Remote security controller 103 receives (at 910) the request from local security controller 101. Remote security controller 103 screens (at 912) the request for different security threats or attacks than those configured in the security rules of local security controller 101. Remote security controller 103 may be configured with a different set of security rules for screening (at 912) the request for the different security threats or attacks.

In some embodiments, remote security controller 103 screens (at 912) the request for stateful attacks. For instance, remote security controller 103 tracks the number of requests that target a specific function, service, or API of the particular application in a given amount of time by each requesting device or by a group of requesting devices. Remote security controller 103 screens (at 912) for a rate limiting attack based on the tracked number of requests in the given amount of time exceeding a rate limiting threshold. Remote security controller 103 may also screen (at 912) for sophisticated and/or distributed rate limiting attacks or botnet attacks that may distribute requests across different devices or nodes executing the particular application. For instance, remote security controller 103 may track the number of times that a specific function of the particular application is called on different devices or nodes running the particular application based on the forwarded requests received from the different local security controllers 101 running on those devices or nodes, and may detect the sophisticated and/or distributed rate limiting attacks or botnet attacks based on the cumulative count exceeding a threshold.
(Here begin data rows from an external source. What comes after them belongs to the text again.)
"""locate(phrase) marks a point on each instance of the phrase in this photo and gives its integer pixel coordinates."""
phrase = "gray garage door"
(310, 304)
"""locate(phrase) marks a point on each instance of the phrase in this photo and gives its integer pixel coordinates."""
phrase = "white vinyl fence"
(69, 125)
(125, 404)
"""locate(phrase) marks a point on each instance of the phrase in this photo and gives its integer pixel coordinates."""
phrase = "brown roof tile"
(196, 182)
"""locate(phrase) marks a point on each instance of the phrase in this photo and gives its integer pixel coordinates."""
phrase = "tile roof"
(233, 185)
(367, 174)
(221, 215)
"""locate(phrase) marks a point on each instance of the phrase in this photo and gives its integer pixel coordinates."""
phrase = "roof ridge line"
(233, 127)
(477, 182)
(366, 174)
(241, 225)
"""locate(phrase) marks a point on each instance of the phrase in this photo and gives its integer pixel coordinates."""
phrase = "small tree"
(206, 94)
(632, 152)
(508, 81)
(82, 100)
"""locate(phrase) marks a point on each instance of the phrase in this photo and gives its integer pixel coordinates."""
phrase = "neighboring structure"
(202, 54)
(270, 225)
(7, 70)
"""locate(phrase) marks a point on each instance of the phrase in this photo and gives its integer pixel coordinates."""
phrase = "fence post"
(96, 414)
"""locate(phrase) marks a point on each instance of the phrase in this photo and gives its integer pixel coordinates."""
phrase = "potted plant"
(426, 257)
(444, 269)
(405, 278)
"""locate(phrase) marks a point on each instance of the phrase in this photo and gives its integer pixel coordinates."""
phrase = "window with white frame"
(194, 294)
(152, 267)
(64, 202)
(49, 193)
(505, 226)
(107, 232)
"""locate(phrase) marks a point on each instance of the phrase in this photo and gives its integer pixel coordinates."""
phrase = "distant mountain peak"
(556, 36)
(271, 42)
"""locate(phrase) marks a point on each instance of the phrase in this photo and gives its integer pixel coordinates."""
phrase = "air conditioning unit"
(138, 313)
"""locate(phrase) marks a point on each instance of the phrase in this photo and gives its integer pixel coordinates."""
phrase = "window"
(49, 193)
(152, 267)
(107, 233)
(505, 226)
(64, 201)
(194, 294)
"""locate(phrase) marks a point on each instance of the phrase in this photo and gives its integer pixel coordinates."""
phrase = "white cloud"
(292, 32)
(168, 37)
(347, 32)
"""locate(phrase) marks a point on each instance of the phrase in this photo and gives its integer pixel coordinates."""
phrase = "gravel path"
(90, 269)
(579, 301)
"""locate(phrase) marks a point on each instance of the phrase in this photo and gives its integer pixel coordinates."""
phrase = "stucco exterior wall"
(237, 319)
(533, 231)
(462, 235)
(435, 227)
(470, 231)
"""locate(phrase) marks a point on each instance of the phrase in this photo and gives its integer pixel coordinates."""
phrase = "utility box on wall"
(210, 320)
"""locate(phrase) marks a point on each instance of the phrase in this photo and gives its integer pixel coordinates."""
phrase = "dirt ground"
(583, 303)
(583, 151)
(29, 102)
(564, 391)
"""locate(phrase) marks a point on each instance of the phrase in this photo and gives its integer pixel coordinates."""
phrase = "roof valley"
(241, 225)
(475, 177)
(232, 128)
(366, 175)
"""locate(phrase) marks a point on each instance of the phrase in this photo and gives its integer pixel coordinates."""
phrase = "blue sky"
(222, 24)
In some embodiments, remote security controller 103 screens (at 912) the request using data from external sources that may not be available to local security controller 101 or that would take too long to retrieve, store, and process by local security controller 101. For instance, local security controller 101 may perform a first level of email validation that includes checking email addresses specified in the request body or request metadata for valid email syntax (e.g., xxxx@yyy.zzz). Remote security controller 103 may perform a second level of email validation that includes verifying the email address. Verifying the email address may include determining if the specified email address has a valid MX record or is associated with a disposable email address.

In some embodiments, remote security controller 103 screens (at 912) the request for a stateful attack that matches an invalid request sequence. In some such embodiments, remote security controller 103 may track expected usage or call sequences for a particular application. For instance, remote security controller 103 may determine that 80% of users use the particular application in a common manner by calling functions, services, or APIs of the particular application in a frequently repeating pattern (e.g., call a first function, then a second function, then execute a first service, and end with a call to a third function). Remote security controller 103 may track requests issued by each client when accessing the particular application and compare the tracked sequence to the expected sequence. An attack may be detected when the tracked sequence deviates significantly from the expected sequence. For instance, an attack may include repeatedly calling the same function with different parameters rather than using the output of the function to invoke a next function or service in the expected usage sequence.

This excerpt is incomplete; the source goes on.